The grand plot to use public relations to manipulate the U.S.
population into welcoming the imposition of tyranny by a small
group of insiders is proceeding. Noah Gardner, son of one of the key
players in the conspiracy and former worker in its inner circle, has
switched sides and now supports the small band called Founders'
Keepers, which, led by Molly Ross, strives to bring the message of
the country's founding principles to the citizens before the situation
reaches the state of outright revolt. But the regime views any form
of dissent as a threat, and has escalated the conflict into overt
violence, deploying private contractors, high-tech weapons, and
intrusive and ubiquitous surveillance, so well proven in overseas
wars, against its domestic opponents.
As the U.S. crumbles, fringe groups of all kinds begin to organise
and pursue their own agendas. The conspirators play them against one
another, seeking to let them do the dirty work, while creating an
environment of fear of “domestic terrorists” which
will make the general population welcome the further erosion of liberty.
With the news media completely aligned with the regime and the
Internet beginning to succumb to filtering and censorship, there
seems little hope of getting the truth out to the people.
Molly Ross seizes upon a bold stroke which will expose the extent
to which the central planners intend to deliver Americans into
serfdom. Certainly if Americans were aware of how their every
act was monitored, correlated, and used to control them, they would
rise up. But this requires a complicated plan which puts the resources
of her small group and courageous allies on the line.
Like its predecessor, this book, taken as a pure thriller, doesn't
come up to the standard set by the masters of the genre. There are
many characters with complex back-stories and interactions, and at
times it's difficult to remember who's who and what side they're
currently on. The one thing which is very effective is that
throughout the novel we encounter references to weapons, surveillance
technologies, domestic government programs which trample upon the
rights of citizens, media bias and overt propaganda, and other horrors
which sketch how liberty is shrinking in the face of a centralised,
coercive, and lawless state.

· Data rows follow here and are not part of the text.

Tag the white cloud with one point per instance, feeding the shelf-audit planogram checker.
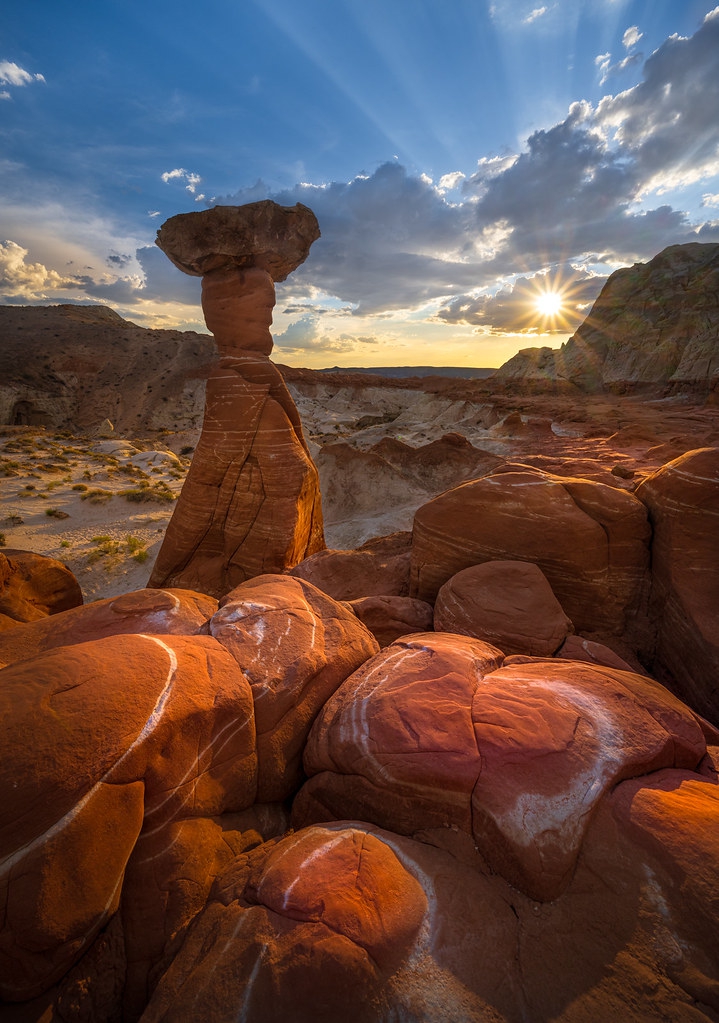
(180, 174)
(667, 125)
(631, 37)
(12, 74)
(512, 309)
(31, 281)
(609, 70)
(304, 337)
(449, 181)
(534, 14)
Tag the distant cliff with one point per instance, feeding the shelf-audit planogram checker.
(74, 366)
(655, 327)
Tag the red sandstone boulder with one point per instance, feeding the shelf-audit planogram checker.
(127, 731)
(275, 238)
(434, 732)
(682, 498)
(160, 612)
(388, 618)
(321, 927)
(396, 743)
(295, 646)
(507, 604)
(33, 586)
(378, 568)
(590, 541)
(349, 922)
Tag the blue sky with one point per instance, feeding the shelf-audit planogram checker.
(462, 158)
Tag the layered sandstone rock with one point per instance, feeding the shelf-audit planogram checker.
(251, 502)
(388, 618)
(159, 612)
(507, 604)
(348, 921)
(129, 734)
(683, 502)
(590, 540)
(436, 732)
(295, 646)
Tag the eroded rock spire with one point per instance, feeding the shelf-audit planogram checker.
(251, 502)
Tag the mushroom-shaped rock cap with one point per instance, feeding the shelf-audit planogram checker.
(276, 238)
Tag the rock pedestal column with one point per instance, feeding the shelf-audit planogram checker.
(251, 502)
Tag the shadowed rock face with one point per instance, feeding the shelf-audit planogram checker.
(276, 238)
(653, 326)
(251, 502)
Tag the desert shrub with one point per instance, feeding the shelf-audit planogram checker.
(145, 492)
(113, 551)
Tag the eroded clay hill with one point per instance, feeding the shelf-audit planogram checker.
(466, 770)
(75, 366)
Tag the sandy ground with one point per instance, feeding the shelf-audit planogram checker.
(99, 505)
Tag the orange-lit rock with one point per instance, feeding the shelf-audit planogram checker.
(682, 498)
(591, 542)
(295, 646)
(33, 586)
(128, 732)
(251, 501)
(396, 744)
(159, 612)
(433, 732)
(336, 913)
(354, 923)
(578, 649)
(507, 604)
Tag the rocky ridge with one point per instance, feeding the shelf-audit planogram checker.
(466, 771)
(654, 327)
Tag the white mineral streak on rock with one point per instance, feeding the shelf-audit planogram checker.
(230, 730)
(149, 725)
(537, 818)
(314, 857)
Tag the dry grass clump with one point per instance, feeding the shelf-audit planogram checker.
(146, 491)
(114, 551)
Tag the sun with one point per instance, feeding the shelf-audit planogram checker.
(548, 303)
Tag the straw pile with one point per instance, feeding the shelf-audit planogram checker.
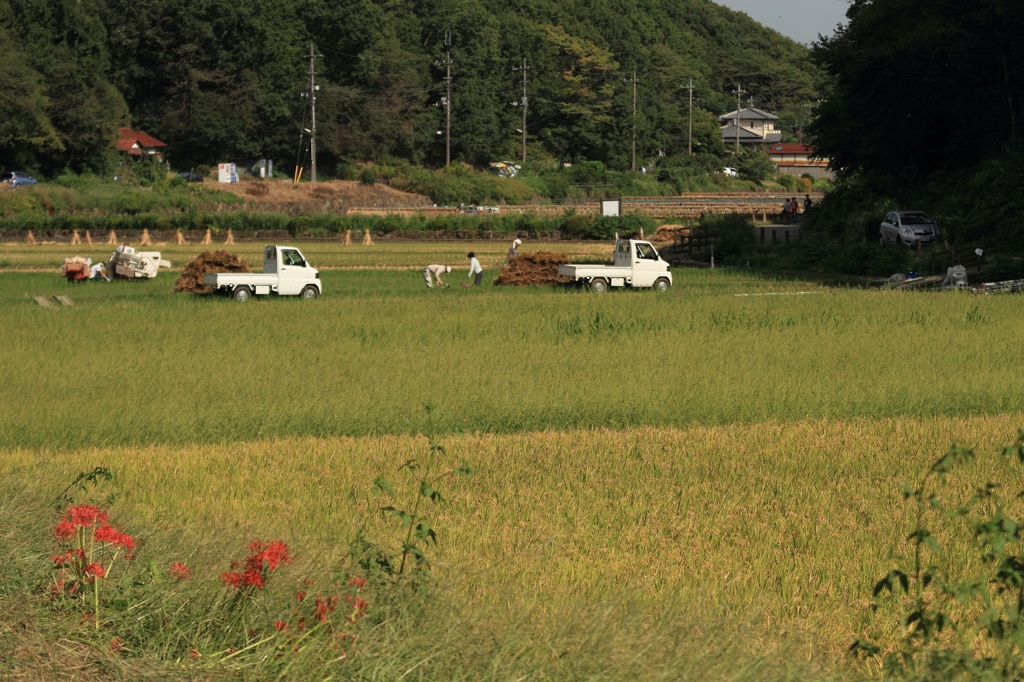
(532, 269)
(208, 261)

Then in the afterword, most of these
programs are documented as already existing in the U.S., complete with
citations to source documents on the Web. But then one wonders: in 2013
the U.S. National Security Agency has been revealed as spying on
U.S. citizens in ways just as extreme as the surveillance Molly hoped
to expose here, and only a small percentage of the population seems to
care.
Perhaps what works best is that the novel evokes a society near that
tipping point where, in the words of
Claire Wolfe,
“It's too late to work within the system, but too early to
shoot the bastards.” We have many novels and manifestos of political turnaround
before liberty is totally lost, and huge stacks of post-apocalyptic
fiction set after the evil and corrupt system has collapsed under its
own weight, but this is one of the few novels you'll read set in that
difficult in-between time. The thing about a tipping point is that
individuals, small groups, and ideas can have a disproportionate influence on
outcomes, whereas near equilibrium the system is difficult to perturb. This
book invites the reader to ask, in a situation as described, which side they
would choose, and what would they do, and risk, for what they believe.